ROEは株主目線での投資効率、ROAは負債も含めた企業全体の資産効率を示しており、そもそも見ている角度が異なります。

片方だけでは見えない部分を、もう片方が補う関係性です。ただし、目的や状況によってどちらをより重視すべきかが変わるので、詳しく見ていきましょう。

それぞれの概要を理解したいときは、こちらの「ROEとは|株主資本での利益効率を示す指標」と「ROAとは|総資産での利益効率を示す指標」から読んでみてください。

ROEが重要となるタイミング 

株主還元や資本の効率性を重視する場合には、ROEをより重点的にチェックするのがおすすめです。

ROEは「自己資本をどれだけ効率的に運用して利益を上げたか」を示す指標であり、その数値は投資家へのリターンに直結します。

とくに、配当や自社株買いの原資は「利益」なので、自己資本に対してどれだけ効率よく利益を生み出しているかを示すROEの推移が、株主還元の判断材料になります。

高配当株を探すときや、複数の銘柄を比較選定するときは、まずROEに注目することから始めてみてください。

ROAが重要となるタイミング 

企業の「総合的な稼ぐ力」や「財務の健全性」を評価したいときには、ROAを優先的に見るべきです。
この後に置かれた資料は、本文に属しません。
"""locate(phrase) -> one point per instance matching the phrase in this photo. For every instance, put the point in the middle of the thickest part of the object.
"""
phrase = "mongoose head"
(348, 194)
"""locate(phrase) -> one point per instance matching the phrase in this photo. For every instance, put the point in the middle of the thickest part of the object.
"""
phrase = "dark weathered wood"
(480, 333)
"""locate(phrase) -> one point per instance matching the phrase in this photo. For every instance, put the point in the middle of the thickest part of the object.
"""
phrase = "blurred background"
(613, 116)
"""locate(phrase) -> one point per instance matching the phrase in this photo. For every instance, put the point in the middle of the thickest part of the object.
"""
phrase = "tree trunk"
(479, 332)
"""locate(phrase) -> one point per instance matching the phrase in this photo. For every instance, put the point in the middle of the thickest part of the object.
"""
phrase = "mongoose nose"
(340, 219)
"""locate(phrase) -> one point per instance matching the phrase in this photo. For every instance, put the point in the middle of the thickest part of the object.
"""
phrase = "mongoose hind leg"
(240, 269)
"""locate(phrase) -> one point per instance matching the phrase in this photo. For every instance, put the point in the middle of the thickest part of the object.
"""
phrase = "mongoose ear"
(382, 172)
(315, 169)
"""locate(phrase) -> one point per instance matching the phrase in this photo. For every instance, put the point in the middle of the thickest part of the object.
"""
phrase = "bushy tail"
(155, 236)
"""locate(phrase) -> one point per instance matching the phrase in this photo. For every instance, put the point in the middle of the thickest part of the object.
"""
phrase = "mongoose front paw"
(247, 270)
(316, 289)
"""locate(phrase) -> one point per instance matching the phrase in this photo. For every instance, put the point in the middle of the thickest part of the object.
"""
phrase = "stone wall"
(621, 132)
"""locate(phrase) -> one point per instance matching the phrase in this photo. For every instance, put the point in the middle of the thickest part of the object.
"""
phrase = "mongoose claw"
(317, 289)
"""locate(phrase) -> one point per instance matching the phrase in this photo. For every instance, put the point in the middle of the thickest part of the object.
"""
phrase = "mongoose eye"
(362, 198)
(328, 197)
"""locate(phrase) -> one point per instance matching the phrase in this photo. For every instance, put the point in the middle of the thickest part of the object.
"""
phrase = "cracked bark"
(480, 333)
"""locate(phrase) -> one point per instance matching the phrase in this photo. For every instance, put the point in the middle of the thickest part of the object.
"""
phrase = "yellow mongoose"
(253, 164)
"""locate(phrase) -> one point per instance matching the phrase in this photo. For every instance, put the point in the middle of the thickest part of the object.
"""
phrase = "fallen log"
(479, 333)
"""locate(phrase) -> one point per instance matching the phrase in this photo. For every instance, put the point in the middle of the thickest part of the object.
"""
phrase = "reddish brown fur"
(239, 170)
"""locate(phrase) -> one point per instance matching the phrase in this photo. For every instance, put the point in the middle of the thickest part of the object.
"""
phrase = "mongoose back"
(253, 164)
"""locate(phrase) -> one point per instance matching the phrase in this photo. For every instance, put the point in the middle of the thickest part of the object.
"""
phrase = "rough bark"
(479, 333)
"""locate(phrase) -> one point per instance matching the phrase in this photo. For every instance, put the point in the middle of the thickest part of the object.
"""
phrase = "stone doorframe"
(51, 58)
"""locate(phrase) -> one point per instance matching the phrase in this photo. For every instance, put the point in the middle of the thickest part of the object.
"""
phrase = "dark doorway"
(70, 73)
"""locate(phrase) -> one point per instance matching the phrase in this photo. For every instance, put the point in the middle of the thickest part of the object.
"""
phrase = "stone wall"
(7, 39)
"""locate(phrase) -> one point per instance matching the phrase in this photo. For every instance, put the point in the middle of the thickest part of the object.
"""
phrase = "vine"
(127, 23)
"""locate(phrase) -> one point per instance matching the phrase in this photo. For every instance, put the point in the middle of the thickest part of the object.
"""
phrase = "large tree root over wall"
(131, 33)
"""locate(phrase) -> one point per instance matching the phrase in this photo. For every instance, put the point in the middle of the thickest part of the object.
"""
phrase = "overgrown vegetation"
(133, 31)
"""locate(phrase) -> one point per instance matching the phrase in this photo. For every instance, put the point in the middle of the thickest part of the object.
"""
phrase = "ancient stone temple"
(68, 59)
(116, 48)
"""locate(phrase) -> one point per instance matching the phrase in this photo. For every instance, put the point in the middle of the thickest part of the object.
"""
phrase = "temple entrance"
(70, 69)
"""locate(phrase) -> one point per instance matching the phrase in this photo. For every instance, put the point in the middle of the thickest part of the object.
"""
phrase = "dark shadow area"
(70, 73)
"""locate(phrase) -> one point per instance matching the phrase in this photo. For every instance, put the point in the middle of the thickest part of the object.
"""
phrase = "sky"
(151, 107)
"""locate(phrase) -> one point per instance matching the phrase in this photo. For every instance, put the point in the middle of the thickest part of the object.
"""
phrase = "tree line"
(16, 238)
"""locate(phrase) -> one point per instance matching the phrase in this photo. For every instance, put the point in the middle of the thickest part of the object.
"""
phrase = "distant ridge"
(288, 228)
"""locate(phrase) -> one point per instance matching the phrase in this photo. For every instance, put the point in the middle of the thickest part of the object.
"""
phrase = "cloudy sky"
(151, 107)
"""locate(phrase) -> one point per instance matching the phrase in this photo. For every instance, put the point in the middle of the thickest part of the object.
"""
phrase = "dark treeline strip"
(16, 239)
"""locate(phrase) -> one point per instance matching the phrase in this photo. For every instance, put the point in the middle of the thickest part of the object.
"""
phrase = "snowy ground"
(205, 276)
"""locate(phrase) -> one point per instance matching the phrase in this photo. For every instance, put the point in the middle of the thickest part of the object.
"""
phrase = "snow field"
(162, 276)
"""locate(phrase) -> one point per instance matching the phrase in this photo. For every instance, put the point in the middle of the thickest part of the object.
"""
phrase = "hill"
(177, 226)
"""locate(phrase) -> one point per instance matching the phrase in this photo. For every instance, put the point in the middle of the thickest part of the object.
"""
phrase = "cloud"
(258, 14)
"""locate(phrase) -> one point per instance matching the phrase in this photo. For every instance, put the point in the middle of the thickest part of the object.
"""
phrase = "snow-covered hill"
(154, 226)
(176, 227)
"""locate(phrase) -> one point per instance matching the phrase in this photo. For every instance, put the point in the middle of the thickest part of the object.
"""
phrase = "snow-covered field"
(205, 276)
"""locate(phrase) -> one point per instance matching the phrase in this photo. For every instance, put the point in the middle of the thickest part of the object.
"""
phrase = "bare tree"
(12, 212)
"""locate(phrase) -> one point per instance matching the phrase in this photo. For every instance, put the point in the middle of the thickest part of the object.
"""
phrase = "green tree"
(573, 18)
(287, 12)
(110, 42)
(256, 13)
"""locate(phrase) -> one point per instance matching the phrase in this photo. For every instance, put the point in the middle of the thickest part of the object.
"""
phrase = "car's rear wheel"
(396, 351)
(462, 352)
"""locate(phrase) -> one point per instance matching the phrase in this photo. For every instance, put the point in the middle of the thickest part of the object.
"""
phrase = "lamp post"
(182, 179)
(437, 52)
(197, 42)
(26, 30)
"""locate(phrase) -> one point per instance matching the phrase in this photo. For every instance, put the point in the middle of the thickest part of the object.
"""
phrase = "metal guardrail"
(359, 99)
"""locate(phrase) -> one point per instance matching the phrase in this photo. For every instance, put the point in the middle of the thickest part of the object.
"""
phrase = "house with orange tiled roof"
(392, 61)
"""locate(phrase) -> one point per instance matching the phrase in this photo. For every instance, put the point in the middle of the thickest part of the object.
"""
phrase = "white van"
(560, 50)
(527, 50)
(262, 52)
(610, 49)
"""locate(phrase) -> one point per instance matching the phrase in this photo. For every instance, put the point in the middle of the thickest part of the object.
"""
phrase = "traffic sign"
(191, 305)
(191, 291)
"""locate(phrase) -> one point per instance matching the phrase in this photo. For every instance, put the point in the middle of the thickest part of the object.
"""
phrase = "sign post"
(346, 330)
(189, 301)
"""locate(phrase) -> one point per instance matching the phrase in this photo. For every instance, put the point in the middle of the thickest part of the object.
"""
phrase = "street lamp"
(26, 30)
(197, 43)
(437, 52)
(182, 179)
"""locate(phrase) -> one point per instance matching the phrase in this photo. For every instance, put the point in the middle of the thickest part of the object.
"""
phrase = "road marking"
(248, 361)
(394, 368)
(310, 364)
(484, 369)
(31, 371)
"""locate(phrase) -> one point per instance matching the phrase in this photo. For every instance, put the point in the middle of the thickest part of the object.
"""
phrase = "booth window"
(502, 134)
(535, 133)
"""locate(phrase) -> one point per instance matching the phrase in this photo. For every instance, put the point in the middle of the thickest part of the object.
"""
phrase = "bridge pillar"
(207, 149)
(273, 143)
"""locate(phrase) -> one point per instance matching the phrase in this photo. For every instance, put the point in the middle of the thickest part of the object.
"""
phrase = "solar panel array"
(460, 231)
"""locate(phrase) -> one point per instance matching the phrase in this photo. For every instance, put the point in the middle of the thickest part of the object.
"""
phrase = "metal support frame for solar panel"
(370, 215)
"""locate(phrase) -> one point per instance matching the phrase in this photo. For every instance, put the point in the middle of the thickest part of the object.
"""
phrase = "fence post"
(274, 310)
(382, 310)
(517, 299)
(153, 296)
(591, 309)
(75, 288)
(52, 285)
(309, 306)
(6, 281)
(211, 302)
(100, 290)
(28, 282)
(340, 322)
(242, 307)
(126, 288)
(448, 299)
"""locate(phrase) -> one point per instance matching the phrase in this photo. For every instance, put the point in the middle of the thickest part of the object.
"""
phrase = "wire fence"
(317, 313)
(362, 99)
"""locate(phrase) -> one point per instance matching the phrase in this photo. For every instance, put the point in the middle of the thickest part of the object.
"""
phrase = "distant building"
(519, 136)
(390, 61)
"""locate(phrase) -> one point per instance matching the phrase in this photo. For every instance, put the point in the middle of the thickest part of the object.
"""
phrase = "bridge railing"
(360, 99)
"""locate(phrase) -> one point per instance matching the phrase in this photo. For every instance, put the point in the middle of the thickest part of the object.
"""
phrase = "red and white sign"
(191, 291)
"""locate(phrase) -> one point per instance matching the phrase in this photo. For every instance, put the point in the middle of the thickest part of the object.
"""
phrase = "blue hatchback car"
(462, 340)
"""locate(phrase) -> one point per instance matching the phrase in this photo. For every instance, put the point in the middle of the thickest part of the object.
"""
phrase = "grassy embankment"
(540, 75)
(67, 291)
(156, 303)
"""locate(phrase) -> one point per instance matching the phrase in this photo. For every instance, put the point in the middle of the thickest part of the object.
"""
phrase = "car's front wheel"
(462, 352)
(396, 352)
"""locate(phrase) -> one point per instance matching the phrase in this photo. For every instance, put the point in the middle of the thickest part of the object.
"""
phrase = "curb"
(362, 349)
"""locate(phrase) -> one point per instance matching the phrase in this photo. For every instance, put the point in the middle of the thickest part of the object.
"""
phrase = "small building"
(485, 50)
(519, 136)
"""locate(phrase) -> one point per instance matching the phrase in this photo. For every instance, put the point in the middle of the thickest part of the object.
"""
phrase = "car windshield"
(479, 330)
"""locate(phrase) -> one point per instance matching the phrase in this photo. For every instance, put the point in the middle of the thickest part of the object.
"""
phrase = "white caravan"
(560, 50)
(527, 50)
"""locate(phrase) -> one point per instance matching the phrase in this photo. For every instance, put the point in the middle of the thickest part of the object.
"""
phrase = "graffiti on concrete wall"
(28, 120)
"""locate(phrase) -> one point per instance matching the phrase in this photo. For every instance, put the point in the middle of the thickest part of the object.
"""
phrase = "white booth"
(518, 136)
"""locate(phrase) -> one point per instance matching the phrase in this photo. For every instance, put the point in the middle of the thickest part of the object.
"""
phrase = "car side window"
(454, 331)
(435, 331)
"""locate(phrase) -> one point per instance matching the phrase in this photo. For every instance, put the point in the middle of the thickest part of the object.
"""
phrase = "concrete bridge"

ROAは「負債を含めた総資産に対して、どれだけの利益を生み出したか」を示す指標であり、借入による水増しを受けにくいため、企業本来の収益効率を測るのに適しています。

とくに、ROAが低い企業は借入金に依存して利益を出している可能性があるため、財務リスクを見落とさないためにもROAの確認が欠かせません。

倒産リスクを避け、中長期的な安定成長を見守りたい投資スタイルなら、まずROAで資産効率の良さを確認するのがおすすめです。

ROEとは|株主資本での利益効率を示す指標 

ROEとは|株主資本での利益効率を示す指標のイメージ

ROE(Return on Equity)は、株主が出資したお金に対して企業がどれだけ利益を生み出しているかを示す指標です。「自己資本利益率」とも呼ばれています。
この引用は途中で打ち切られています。